Search code examples
pythonnlpword-embeddingsentence-similarity

Combine similar elements in N*N matrix without duplicates


I have a list of sentences, and I want to find all the sentences similar to it and put them together in a list/tuple.

I formed sentence embeddings for them, then computed an N*N cosine similarity matrix for N sentences. I then iterated through the elements, and picked the ones higher than a threshold.

If sentences[x] is similar to sentences[y] and sentences[z], if I combine sentences[x] and sentences[y], sentences[x] should not combine with sentences[z] as the loop iterates further

I went with the intuition that since we are comparing cosine similarities, if X is similar to Y, and Y is similar to Z, X will be similar to Z as well, so I should not have to worry about it. My goal is to not have duplicates, but I am stuck.

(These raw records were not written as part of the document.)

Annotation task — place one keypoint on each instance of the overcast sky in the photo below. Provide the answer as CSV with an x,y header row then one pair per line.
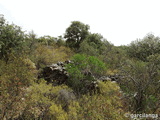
x,y
119,21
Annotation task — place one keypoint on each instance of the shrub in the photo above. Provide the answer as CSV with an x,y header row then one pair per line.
x,y
83,70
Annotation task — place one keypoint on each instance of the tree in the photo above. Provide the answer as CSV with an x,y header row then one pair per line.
x,y
11,39
75,34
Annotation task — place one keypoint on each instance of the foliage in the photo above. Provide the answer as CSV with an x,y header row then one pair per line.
x,y
15,76
44,55
140,82
75,34
104,106
82,70
11,39
141,49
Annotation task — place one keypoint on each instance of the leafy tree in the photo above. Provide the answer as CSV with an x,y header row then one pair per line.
x,y
12,38
91,45
75,34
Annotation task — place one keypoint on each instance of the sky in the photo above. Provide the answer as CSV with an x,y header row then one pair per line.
x,y
119,21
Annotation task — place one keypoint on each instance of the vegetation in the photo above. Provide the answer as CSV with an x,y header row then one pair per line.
x,y
84,96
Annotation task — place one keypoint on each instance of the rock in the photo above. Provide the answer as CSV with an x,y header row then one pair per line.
x,y
65,97
105,78
55,73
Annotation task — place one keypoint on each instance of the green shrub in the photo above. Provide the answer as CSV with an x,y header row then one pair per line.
x,y
83,70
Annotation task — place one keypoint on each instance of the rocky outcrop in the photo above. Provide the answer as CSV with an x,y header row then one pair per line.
x,y
55,73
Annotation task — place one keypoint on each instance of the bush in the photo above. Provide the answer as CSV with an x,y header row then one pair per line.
x,y
83,70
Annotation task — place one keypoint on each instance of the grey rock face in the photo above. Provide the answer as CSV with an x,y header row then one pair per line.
x,y
55,73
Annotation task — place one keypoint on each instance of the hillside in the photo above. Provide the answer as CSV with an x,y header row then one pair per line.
x,y
78,76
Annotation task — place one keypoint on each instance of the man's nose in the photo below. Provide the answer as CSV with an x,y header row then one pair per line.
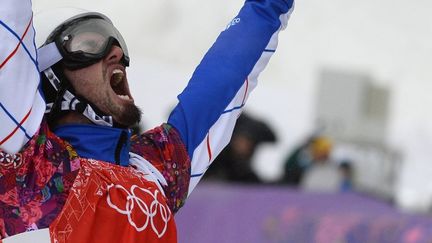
x,y
115,54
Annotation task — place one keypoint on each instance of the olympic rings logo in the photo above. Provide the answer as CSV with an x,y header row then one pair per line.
x,y
151,211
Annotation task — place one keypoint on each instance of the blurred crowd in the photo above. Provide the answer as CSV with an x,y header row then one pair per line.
x,y
308,166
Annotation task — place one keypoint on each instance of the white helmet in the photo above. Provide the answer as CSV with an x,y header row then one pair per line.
x,y
62,34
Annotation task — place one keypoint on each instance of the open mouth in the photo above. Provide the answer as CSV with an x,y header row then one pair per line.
x,y
119,85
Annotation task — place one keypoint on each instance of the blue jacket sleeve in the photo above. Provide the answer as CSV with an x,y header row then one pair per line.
x,y
211,102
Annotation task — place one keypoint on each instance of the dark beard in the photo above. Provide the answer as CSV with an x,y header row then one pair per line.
x,y
129,117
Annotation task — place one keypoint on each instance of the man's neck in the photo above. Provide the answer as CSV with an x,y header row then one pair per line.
x,y
71,118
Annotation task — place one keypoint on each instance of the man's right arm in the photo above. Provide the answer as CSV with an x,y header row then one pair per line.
x,y
21,102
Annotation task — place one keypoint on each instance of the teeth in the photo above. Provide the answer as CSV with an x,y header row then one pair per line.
x,y
117,77
124,97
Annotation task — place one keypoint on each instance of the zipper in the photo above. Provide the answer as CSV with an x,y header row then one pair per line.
x,y
121,142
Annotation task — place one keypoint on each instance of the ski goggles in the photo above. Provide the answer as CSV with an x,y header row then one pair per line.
x,y
85,41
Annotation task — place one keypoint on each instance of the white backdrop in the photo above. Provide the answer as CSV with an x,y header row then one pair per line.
x,y
390,39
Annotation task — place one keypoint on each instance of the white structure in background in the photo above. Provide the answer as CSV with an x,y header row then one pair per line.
x,y
354,112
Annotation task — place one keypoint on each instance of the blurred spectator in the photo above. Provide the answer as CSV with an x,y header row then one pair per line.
x,y
346,171
315,151
234,162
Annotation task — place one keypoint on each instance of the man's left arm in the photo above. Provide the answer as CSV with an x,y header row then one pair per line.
x,y
214,97
21,103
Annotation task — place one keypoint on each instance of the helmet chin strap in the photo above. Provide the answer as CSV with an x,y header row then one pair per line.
x,y
66,100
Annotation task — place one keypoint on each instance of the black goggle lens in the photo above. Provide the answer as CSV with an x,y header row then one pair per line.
x,y
87,41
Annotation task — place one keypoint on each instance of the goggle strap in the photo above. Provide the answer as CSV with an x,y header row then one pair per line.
x,y
48,55
52,78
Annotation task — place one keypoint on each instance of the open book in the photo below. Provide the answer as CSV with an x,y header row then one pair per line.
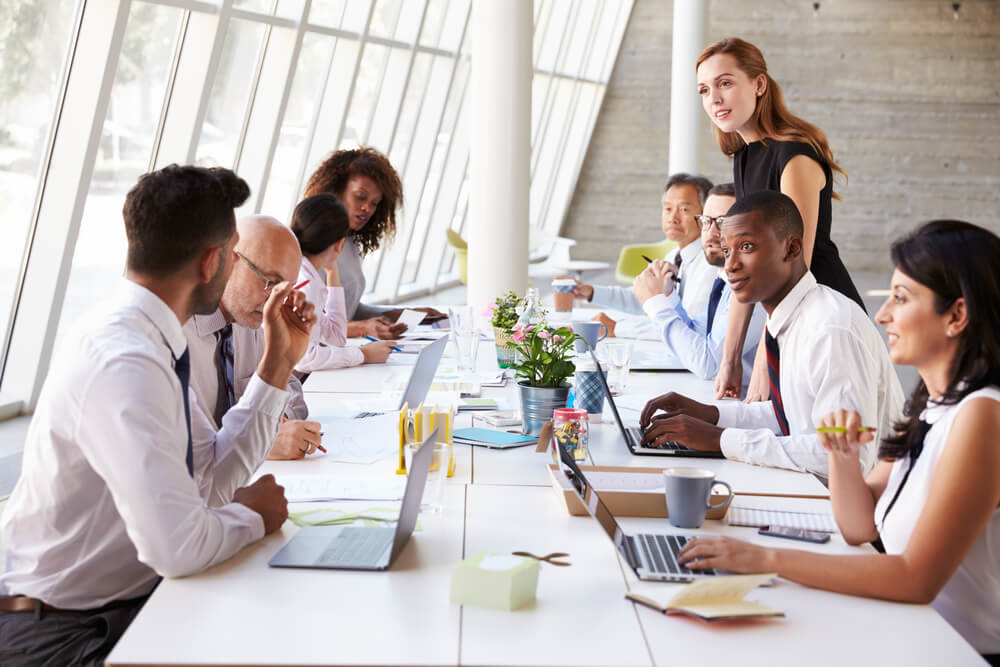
x,y
715,598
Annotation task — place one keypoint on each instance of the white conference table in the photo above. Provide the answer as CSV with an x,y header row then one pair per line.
x,y
242,612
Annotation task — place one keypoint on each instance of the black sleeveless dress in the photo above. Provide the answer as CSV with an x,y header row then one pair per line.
x,y
758,166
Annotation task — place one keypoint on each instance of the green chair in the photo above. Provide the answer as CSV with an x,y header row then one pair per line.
x,y
461,249
631,263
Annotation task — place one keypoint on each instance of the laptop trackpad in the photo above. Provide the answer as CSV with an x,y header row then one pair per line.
x,y
306,547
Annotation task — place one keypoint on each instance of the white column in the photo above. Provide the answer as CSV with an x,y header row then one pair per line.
x,y
686,114
500,148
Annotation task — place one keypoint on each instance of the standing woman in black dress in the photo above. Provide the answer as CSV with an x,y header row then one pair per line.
x,y
772,149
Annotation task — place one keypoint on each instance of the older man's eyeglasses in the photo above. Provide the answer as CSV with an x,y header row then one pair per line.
x,y
269,283
706,220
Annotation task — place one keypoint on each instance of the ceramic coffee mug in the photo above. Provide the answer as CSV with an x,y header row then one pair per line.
x,y
688,493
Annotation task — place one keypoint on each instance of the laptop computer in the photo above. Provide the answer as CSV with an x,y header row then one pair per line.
x,y
652,556
361,547
633,435
421,378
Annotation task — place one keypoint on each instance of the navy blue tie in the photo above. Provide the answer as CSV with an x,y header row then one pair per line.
x,y
713,302
182,367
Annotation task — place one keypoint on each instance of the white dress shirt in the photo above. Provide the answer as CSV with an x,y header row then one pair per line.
x,y
248,349
689,341
832,357
970,600
696,275
328,336
105,502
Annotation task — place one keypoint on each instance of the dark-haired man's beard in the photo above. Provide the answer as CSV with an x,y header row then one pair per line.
x,y
205,298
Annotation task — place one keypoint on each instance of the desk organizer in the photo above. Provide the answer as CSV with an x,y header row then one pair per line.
x,y
641,502
494,581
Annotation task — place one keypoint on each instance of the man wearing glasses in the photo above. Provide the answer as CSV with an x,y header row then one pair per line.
x,y
697,342
227,345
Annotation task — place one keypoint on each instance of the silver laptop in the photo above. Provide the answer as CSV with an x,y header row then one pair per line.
x,y
652,556
421,378
361,547
633,435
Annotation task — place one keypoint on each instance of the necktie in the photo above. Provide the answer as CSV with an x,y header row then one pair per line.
x,y
774,377
226,394
182,367
713,302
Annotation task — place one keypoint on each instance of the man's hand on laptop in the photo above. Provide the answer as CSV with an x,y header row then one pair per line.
x,y
672,404
689,431
295,439
266,498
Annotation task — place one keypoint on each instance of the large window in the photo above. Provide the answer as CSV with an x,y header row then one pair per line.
x,y
269,88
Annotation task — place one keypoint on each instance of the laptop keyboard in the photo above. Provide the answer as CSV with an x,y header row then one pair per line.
x,y
661,553
636,434
357,545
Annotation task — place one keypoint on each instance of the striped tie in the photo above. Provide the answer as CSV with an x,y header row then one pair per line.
x,y
226,396
774,377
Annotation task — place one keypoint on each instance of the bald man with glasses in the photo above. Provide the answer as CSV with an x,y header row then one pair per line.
x,y
227,345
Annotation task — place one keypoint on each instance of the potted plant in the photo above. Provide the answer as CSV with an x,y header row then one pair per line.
x,y
542,367
503,316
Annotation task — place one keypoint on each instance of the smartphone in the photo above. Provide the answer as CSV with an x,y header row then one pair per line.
x,y
795,534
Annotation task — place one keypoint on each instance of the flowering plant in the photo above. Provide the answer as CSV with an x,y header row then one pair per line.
x,y
503,311
543,354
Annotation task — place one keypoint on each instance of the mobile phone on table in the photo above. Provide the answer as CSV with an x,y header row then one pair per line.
x,y
795,534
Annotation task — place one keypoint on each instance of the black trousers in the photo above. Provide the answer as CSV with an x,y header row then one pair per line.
x,y
60,638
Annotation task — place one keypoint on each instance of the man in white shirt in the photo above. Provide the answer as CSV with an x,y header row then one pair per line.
x,y
697,343
823,354
683,198
227,344
124,479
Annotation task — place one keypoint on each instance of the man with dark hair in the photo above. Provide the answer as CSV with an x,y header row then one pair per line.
x,y
124,478
823,354
696,342
683,198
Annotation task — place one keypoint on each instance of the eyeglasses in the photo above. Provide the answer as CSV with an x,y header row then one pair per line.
x,y
706,220
268,282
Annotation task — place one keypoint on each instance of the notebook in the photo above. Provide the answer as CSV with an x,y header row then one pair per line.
x,y
652,556
633,435
361,547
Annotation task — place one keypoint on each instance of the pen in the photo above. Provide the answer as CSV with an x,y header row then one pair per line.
x,y
843,429
375,340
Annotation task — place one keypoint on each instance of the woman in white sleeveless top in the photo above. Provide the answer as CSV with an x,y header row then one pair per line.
x,y
934,496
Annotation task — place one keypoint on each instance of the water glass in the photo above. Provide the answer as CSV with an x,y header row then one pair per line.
x,y
433,497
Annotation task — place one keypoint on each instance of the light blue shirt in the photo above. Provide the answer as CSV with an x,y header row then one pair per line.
x,y
689,341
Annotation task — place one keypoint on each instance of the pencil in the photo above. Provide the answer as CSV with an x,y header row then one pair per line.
x,y
843,429
375,340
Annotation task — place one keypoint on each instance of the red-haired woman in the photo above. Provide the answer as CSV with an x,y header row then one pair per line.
x,y
772,149
369,188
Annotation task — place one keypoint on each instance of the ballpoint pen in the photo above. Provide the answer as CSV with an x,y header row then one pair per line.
x,y
843,429
375,340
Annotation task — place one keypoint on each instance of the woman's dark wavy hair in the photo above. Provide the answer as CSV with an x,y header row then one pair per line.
x,y
954,260
332,177
318,222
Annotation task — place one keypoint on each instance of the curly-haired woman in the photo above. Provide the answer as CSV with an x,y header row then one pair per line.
x,y
371,191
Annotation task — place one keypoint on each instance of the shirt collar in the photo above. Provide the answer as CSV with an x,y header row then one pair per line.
x,y
209,324
690,252
158,312
783,312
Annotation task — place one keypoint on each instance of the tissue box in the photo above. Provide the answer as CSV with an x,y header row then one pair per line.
x,y
494,581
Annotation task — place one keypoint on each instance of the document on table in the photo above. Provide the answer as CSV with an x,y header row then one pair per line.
x,y
364,440
314,488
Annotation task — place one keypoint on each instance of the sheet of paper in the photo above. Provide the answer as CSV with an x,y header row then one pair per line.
x,y
411,318
312,488
364,440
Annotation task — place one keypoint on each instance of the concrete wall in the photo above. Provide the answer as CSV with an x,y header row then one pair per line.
x,y
908,96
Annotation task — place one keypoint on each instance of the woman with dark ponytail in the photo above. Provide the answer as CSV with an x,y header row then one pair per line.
x,y
934,495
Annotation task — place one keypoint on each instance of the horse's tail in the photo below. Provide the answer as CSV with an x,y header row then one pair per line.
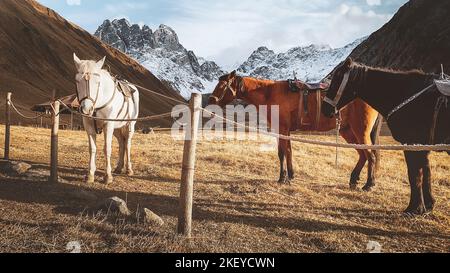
x,y
375,137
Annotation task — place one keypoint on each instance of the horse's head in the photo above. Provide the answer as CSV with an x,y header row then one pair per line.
x,y
88,80
226,90
340,92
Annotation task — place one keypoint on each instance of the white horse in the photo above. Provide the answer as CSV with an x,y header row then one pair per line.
x,y
99,96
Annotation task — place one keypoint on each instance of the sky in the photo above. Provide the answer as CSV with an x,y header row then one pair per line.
x,y
229,31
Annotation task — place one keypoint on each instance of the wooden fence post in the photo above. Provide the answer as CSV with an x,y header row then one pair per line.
x,y
7,125
54,144
188,168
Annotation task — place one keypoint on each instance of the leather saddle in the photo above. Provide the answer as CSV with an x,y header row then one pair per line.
x,y
306,88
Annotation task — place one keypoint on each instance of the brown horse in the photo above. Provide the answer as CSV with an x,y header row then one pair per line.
x,y
424,120
360,123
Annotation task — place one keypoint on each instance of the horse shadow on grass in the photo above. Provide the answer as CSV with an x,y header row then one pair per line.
x,y
61,197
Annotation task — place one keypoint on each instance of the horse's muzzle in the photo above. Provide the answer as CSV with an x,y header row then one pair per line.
x,y
213,100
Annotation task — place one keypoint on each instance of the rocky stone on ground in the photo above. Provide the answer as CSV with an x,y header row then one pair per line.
x,y
14,168
152,218
113,205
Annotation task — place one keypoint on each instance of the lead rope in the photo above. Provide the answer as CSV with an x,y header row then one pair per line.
x,y
338,129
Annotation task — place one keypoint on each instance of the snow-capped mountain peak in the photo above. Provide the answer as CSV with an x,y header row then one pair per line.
x,y
310,63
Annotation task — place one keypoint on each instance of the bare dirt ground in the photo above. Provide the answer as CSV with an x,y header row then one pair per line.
x,y
238,206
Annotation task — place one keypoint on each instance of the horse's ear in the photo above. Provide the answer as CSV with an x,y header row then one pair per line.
x,y
77,61
348,62
101,63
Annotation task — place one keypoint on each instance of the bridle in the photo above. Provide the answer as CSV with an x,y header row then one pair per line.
x,y
228,87
87,78
339,93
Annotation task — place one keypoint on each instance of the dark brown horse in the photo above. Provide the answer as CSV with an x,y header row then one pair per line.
x,y
360,122
417,122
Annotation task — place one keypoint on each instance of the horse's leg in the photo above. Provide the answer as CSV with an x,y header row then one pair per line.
x,y
362,134
416,162
281,155
120,138
129,136
109,131
290,167
371,168
349,136
90,177
426,187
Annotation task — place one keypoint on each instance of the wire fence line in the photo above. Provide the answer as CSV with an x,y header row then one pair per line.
x,y
22,114
418,147
147,118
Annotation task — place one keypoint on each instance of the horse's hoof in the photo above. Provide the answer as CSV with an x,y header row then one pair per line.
x,y
284,181
89,179
108,179
430,206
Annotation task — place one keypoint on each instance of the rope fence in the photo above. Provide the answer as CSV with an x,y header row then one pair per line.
x,y
439,147
190,142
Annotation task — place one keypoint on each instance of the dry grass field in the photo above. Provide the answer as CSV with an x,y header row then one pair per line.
x,y
238,206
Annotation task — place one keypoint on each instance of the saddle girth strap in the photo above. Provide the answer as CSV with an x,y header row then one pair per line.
x,y
441,101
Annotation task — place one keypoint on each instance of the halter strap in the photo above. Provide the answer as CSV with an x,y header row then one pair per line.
x,y
340,92
88,96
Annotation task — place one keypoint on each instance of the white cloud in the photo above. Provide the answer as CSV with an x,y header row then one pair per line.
x,y
73,2
228,32
373,2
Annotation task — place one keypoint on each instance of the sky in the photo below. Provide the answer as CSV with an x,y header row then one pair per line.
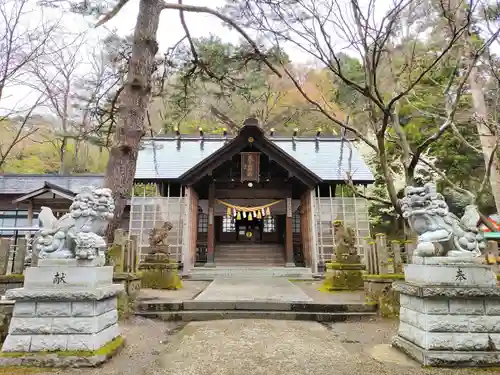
x,y
170,31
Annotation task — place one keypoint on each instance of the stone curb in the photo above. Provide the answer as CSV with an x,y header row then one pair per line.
x,y
310,307
193,316
438,358
64,294
52,360
440,290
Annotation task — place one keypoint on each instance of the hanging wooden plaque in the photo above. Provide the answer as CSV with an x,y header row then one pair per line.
x,y
250,164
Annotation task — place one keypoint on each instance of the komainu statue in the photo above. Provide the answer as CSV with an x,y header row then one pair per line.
x,y
440,232
80,233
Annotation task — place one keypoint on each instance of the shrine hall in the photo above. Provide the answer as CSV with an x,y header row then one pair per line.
x,y
252,200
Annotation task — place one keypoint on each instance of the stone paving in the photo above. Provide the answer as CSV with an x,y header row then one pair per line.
x,y
259,347
189,290
272,289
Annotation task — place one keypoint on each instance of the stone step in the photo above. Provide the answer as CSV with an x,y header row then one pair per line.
x,y
207,275
249,245
249,257
249,271
248,253
154,305
249,262
193,316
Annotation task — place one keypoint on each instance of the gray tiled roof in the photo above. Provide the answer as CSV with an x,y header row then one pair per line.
x,y
25,183
330,160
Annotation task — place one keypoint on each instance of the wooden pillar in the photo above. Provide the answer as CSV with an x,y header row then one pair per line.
x,y
211,227
290,262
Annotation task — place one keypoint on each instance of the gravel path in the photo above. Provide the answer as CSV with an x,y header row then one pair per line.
x,y
260,347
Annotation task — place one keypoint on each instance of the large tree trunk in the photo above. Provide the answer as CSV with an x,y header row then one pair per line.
x,y
487,138
134,102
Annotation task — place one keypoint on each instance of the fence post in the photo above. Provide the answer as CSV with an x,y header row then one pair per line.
x,y
397,261
409,248
134,252
372,248
20,255
4,255
383,256
492,252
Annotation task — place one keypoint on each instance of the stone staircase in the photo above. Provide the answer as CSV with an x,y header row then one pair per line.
x,y
250,255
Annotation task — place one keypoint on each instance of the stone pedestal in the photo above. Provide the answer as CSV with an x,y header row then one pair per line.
x,y
450,313
344,276
158,272
65,305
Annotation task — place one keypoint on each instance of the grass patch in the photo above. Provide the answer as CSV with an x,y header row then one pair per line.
x,y
109,348
25,370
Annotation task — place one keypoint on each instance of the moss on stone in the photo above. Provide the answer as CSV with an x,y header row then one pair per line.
x,y
393,276
161,278
107,349
343,280
388,304
12,278
19,370
125,306
345,266
114,257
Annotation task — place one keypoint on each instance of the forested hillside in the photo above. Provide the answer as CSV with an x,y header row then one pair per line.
x,y
417,86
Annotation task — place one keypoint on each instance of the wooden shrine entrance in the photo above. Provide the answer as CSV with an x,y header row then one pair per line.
x,y
249,185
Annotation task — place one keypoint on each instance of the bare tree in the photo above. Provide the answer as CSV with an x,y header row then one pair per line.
x,y
136,95
22,40
394,62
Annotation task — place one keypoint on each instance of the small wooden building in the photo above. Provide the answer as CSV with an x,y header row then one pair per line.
x,y
254,199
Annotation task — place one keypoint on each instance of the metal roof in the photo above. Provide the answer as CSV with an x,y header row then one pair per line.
x,y
26,183
329,158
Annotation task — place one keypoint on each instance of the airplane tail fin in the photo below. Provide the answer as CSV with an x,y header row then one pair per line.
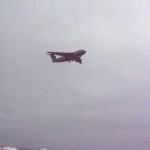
x,y
53,57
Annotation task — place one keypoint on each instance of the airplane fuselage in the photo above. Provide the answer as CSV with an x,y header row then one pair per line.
x,y
75,56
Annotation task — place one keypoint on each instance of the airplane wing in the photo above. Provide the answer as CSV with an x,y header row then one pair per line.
x,y
64,54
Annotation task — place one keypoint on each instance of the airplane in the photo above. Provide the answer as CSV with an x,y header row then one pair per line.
x,y
67,56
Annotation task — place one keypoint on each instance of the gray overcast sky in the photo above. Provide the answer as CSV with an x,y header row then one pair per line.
x,y
103,103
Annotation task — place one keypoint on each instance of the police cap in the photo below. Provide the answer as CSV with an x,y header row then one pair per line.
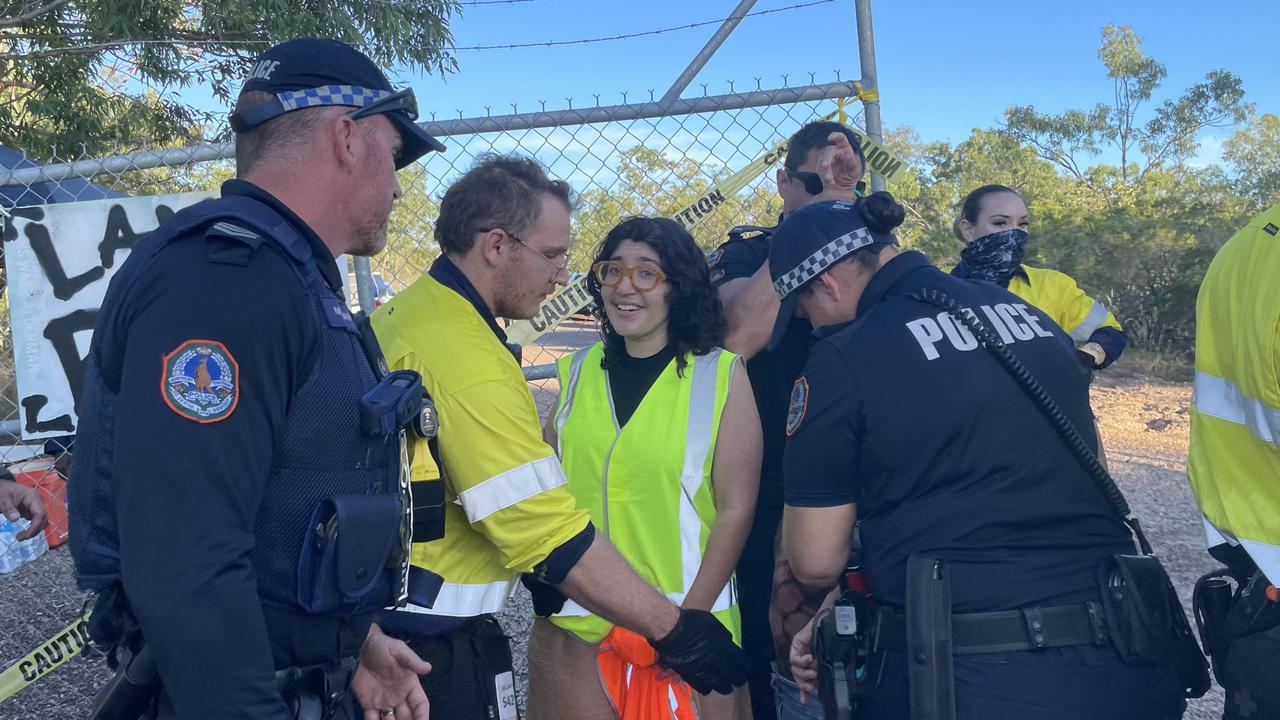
x,y
809,241
311,72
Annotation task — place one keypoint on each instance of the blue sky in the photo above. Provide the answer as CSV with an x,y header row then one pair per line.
x,y
945,67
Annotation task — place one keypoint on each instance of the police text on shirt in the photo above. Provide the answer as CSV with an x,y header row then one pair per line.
x,y
1010,320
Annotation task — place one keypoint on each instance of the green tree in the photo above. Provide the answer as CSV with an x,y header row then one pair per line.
x,y
1253,154
1165,137
99,73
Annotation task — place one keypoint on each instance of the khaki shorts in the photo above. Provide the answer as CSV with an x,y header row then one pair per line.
x,y
565,683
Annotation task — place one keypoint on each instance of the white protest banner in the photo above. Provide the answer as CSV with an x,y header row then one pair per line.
x,y
59,260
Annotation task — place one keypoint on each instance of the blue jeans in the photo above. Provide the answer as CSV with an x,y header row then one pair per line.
x,y
786,696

Is there a better way / what's the best way to do this?

Here is my code:

import pandas as pd
from sentence_transformers import SentenceTransformer
from sentence_transformers.util import cos_sim, pytorch_cos_sim

embedding_model = SentenceTransformer('all-MiniLM-L6-v2')
threshold = 0.75

def form_embeddings(sentences, embedding_model=embedding_model):

    if isinstance(sentences, str):
        sentences = [sentences]

    return embedding_model.encode(sentences, convert_to_tensor=True)

df = pd.read_csv('sample_file.csv')
sentences = df['sentences'].tolist()

#form embeddings
sentence_embeddings = form_embeddings(sentences=sentences)

#form similarity matrix
sim_matrix = pytorch_cos_sim(sentence_embeddings, sentence_embeddings)

#set similarity with itself as zero
sim_matrix.fill_diagonal_(0)

#iterate through and find pairs of similarity
pairs = []
for i in range(len(sentences)):
    for j in range(i, len(sentences)):
        if sim_matrix[i,j] >= threshold:
            pairs.append({'index':[i,j], 'score': sim_matrix[i,j], 'original_sentence':sentences[i], 'similar_sentence':sentences[j]})

Solution

  • I figured out a better way to do this.

    This is solved by a fast clustering implementation.